Rewriting Micheline with mavryk-micheline-rewriting

mavryk-micheline-rewriting allows to construct rewriting rules on Micheline, enumerate matches and perform rewritings. It is fairly generic and deserves a documentation of its own. This library manipulates the following basic elements:

  • Micheline terms

  • Paths

  • Patterns

Informally, the library allows to find patterns in terms: the result is a list of paths, corresponding to the location of these patterns. Rewriting is then performed by substituting a subterm at a given path by another one. The library also provides facilities for manipulating hash-consed terms and patterns, which is crucial in all non-trivial applications.

Constructing Micheline terms

The type of Micheline terms has two parameters: the type of locations and the type of primitives. We abstract away from the underlying representation of terms via the Micheline_sig.S module type:

module type S = sig
  type label
  type head
  type node = (label, head) Micheline.node
  val default_label : label
  val int : Z.t -> node
  val string : string -> node
  val bytes : Bytes.t -> node
  val prim : head -> node list -> string list -> node
  val seq : node list -> node
  val label : node -> label
end

We provide two functors for manipulating Micheline terms:

  • Micheline_without_hash_consing.Make

  • Micheline_with_hash_consing.Make

Both functors provide implementations of the Micheline_sig.S signature (with distinct type constraints however). They both take as input some additional structure on the type of primitives, as specified in the Signature.S module type:

module type S = sig
  type t
  val compare : t -> t -> int
  val hash : t -> int
  val pp : Format.formatter -> t -> unit
end

ie primitives must be totally ordered, hashable and pretty-printable.

Micheline_without_hash_consing.Make has type

functor (X : Signature.S) (Label : sig type t val default : t end) ->  Micheline_sig.S with type label = Label.t and type head = X.t

and provides a simple overlay over the Micheline constructors, setting the label to its default value.

Micheline_with_hash_consing.Make has type

functor (X : Signature.S) (P : sig val initial_size : int option end) -> Micheline_sig.S with type label = hcons_info and type head = X.t

We use the label slot to store hash-consing information on terms: the type hcons_info contains a unique id for the term and its hash. This implementation of Micheline_sig.S performs maximal sharing: it is important that terms are only constructed through the interface provided by the module for the required invariants to hold true. A weak hash table is used to store terms, its initial size is fixed by P.initial_size. One can use the unique id contained in hcons_info to construct a separate map from the term to some other annotation.

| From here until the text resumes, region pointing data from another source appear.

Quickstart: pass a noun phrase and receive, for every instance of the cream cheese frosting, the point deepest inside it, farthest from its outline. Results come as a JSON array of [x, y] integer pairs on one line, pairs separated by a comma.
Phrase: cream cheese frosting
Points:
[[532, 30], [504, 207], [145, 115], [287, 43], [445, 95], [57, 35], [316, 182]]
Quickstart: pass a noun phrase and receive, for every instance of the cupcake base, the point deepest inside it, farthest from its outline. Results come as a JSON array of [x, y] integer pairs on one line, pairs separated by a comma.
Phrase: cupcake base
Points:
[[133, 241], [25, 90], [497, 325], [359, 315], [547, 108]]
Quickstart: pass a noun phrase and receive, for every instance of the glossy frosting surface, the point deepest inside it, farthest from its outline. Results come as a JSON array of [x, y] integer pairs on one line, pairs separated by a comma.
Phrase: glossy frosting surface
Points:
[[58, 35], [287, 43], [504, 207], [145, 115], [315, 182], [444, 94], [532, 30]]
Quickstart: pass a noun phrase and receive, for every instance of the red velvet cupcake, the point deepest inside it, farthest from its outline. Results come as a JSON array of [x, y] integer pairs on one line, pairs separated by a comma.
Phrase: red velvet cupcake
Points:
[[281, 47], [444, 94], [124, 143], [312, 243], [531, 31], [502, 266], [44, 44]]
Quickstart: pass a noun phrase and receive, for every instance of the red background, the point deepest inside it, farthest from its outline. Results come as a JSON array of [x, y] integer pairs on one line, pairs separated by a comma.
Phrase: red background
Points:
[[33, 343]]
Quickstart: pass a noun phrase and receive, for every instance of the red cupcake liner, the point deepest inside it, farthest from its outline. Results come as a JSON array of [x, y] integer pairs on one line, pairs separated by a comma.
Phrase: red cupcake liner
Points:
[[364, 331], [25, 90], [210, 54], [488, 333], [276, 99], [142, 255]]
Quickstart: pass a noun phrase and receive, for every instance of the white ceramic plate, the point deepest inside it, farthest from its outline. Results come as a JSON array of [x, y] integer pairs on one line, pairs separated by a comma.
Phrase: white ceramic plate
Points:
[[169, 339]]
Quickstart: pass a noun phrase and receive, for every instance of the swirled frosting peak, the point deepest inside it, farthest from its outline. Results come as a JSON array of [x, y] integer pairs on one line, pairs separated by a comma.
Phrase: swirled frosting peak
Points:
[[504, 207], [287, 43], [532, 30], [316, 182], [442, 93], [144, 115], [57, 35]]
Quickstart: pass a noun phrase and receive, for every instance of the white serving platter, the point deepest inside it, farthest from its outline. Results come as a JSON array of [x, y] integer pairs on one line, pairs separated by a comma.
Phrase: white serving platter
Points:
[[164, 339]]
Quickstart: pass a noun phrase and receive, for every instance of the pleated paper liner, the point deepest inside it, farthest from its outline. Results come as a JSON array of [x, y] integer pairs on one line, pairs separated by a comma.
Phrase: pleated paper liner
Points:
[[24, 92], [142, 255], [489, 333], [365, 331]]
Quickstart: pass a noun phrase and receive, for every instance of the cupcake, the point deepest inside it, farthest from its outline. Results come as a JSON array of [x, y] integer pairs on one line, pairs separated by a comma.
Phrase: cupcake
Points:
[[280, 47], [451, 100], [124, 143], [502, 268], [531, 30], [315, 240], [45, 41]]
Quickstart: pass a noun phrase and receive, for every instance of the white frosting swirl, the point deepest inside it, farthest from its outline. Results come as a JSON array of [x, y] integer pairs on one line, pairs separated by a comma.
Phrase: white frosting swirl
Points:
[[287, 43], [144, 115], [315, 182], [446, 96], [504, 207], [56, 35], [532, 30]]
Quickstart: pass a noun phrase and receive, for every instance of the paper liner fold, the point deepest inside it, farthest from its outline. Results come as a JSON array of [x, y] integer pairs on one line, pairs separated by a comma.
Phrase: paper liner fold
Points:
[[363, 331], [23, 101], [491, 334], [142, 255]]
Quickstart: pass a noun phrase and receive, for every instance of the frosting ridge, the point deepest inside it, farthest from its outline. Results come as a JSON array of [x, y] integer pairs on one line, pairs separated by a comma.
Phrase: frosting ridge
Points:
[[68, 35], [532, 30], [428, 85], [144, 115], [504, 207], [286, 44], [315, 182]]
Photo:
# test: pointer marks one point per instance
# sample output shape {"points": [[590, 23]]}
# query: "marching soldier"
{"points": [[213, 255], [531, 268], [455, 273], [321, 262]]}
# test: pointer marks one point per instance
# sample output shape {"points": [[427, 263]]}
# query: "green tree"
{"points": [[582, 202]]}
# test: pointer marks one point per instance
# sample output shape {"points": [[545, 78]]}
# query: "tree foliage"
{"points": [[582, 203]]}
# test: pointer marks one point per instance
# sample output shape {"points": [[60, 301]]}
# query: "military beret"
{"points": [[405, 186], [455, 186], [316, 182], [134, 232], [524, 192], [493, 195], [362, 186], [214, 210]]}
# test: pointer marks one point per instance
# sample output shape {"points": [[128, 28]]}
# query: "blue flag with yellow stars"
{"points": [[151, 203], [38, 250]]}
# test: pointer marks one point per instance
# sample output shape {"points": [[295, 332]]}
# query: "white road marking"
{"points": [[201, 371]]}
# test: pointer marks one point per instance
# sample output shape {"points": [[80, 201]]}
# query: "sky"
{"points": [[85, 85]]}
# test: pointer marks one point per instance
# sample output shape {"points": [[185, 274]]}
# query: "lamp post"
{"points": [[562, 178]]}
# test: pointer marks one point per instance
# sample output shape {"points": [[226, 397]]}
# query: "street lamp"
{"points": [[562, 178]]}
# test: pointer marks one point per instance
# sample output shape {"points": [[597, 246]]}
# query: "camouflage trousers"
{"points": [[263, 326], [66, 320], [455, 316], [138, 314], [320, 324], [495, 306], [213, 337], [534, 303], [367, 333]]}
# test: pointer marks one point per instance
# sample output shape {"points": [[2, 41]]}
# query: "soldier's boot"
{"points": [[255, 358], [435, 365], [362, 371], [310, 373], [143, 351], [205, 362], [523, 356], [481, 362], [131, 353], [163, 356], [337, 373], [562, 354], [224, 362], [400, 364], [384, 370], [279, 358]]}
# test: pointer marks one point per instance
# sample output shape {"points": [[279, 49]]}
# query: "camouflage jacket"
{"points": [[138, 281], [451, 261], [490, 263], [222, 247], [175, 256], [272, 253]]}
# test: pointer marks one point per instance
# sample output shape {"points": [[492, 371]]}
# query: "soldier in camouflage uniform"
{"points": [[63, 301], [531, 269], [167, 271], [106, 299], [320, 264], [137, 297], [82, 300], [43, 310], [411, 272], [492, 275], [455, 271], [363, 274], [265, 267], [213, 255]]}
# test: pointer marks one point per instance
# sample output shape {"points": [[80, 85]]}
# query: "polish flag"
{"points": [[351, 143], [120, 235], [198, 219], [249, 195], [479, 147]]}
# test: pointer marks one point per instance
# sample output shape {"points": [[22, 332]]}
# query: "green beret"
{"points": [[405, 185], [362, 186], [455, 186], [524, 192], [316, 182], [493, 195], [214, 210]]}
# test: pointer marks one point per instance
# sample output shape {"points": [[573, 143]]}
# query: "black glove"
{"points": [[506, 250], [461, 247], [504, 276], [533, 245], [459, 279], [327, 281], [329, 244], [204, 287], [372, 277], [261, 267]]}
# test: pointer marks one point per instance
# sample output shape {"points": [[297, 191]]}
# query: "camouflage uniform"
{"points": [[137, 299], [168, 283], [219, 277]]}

Manipulating paths in Micheline terms

A Micheline term is either a primitive application, a sequence, or one of three atoms (int, string or byte). The primitive application and sequence constructors have variable arity (the take lists of subterms as arguments). It follows that one can designate a subterm of a given term as a list of integers, each integer denoting an index in the list of subterms of either a primitive or sequence application.

We provide two implementations of path-manipulating modules: one without hash-consing and one with. Both implement the following signature:

module type S = sig
  type desc = private Root | At_index of int * t
  and t = private {tag : int; hash : int; rev_path_desc : desc}
  val compare : t -> t -> int
  val root : t
  val at_index : int -> t -> t
  val concat : above:t -> under:t -> t
  val to_string : t -> string
end

We observe that paths, contrary to our intuition, are not directed from the root to the subterm but rather from the subterm to the root. This allows easy hash-consing and follows the usual way paths are constructed during the pattern matching process. The two fundamental operations are root, corresponding to an empty path, and at_index i p, corresponding to the ith subterm of the term at path p.

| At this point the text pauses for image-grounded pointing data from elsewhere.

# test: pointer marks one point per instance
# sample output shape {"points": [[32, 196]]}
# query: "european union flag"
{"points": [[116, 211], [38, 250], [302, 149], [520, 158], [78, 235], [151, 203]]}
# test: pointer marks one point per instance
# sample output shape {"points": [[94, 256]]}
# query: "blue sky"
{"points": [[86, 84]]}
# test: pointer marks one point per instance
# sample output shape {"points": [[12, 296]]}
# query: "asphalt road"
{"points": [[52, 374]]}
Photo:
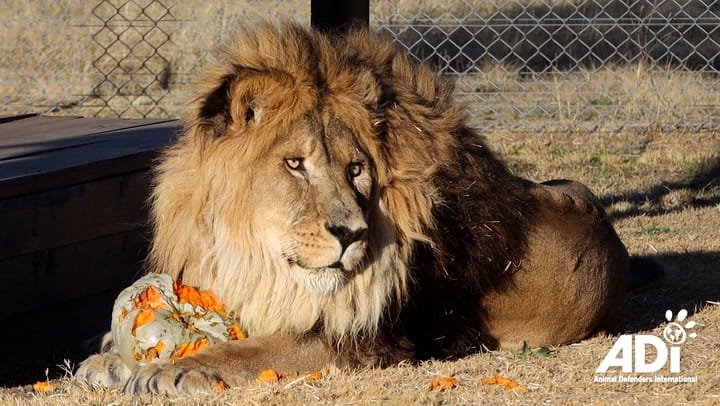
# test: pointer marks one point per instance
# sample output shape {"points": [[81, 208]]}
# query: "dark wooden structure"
{"points": [[73, 227]]}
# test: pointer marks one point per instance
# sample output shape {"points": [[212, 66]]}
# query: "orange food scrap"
{"points": [[221, 386], [144, 317], [442, 383], [43, 386], [236, 332], [150, 299], [187, 349], [154, 351], [499, 380], [203, 298], [269, 376], [122, 314]]}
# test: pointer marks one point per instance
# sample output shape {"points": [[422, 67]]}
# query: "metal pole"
{"points": [[339, 15]]}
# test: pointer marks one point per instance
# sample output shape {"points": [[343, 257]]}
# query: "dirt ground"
{"points": [[662, 191]]}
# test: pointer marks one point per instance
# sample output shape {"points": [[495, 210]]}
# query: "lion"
{"points": [[329, 190]]}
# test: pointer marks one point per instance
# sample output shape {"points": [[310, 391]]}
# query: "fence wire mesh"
{"points": [[524, 64]]}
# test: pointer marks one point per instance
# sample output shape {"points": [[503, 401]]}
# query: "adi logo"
{"points": [[641, 353]]}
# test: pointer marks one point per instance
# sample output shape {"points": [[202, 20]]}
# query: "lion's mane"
{"points": [[434, 179]]}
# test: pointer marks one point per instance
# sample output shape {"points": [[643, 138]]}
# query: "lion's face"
{"points": [[313, 188], [302, 180]]}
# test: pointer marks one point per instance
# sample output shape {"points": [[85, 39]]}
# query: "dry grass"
{"points": [[662, 191]]}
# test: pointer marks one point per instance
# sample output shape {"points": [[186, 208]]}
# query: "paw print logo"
{"points": [[676, 333]]}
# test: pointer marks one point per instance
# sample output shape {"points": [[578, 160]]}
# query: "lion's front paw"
{"points": [[106, 370], [184, 377]]}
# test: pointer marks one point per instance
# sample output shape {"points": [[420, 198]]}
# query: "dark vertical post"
{"points": [[339, 15]]}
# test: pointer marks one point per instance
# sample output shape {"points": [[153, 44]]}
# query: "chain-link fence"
{"points": [[523, 64]]}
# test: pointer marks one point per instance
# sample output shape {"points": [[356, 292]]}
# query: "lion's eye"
{"points": [[294, 163], [355, 169]]}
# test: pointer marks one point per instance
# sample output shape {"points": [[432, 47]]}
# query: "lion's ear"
{"points": [[215, 107]]}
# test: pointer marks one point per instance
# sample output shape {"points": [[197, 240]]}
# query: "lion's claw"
{"points": [[180, 378]]}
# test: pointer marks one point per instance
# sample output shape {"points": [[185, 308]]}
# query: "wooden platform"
{"points": [[73, 220]]}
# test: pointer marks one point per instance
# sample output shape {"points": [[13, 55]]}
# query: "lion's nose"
{"points": [[345, 235]]}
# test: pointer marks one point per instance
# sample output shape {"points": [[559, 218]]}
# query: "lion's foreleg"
{"points": [[232, 363]]}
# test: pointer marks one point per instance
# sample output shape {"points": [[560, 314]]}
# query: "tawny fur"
{"points": [[451, 252]]}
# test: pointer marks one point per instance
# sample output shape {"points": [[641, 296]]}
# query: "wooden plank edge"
{"points": [[40, 182]]}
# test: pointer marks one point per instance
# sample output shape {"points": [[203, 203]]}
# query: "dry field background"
{"points": [[662, 191], [62, 60]]}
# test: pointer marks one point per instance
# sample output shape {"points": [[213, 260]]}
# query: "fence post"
{"points": [[338, 16]]}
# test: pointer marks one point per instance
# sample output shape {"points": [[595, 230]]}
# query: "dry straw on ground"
{"points": [[662, 191]]}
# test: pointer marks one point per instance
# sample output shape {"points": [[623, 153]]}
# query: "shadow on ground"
{"points": [[691, 280]]}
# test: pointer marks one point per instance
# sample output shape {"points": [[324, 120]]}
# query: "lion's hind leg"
{"points": [[105, 369]]}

Pattern-matching Micheline

The Pattern module provides two functors implementing a small pattern description language, as well as functions for enumerating matches of a pattern in a given term. The signature is the following:

module type S = sig
  type head
  type path
  type t
  type plist
  type node
  val pattern_matches : t -> node -> bool
  val all_matches : t -> node -> path list
  val focus_matches : t -> path list -> path list
  val int : (Z.t -> bool) option -> t
  val string : (string -> bool) option -> t
  val bytes : (Bytes.t -> bool) option -> t
  val prim : head -> plist -> t
  val prim_pred : (head -> bool) -> plist -> t
  val seq : plist -> t
  val any : t
  val focus : t -> t
  val list_any : plist
  val list_empty : plist
  val list_cons : t -> plist -> plist
  val ( @. ) : t -> plist -> plist
  val pp : Format.formatter -> t -> unit
  val uid : t -> int
end

The comments describing all these constructs can be found in src/lib_benchmark/lib_micheline_rewriting/pattern.mli. It is worth describing a subset of these functions here:

  • pattern_matches patt node returns true if and only if patt matches node.

  • all_matches patt node returns the list of all paths in of subterms of node matching patt.

  • focus patt constructs a focused subpattern. There can be several focused subpatterns but the cannot be nested.

  • focus_matches patt matches converts a list of matches for patt into a list of matches for the focused subpatterns of patt.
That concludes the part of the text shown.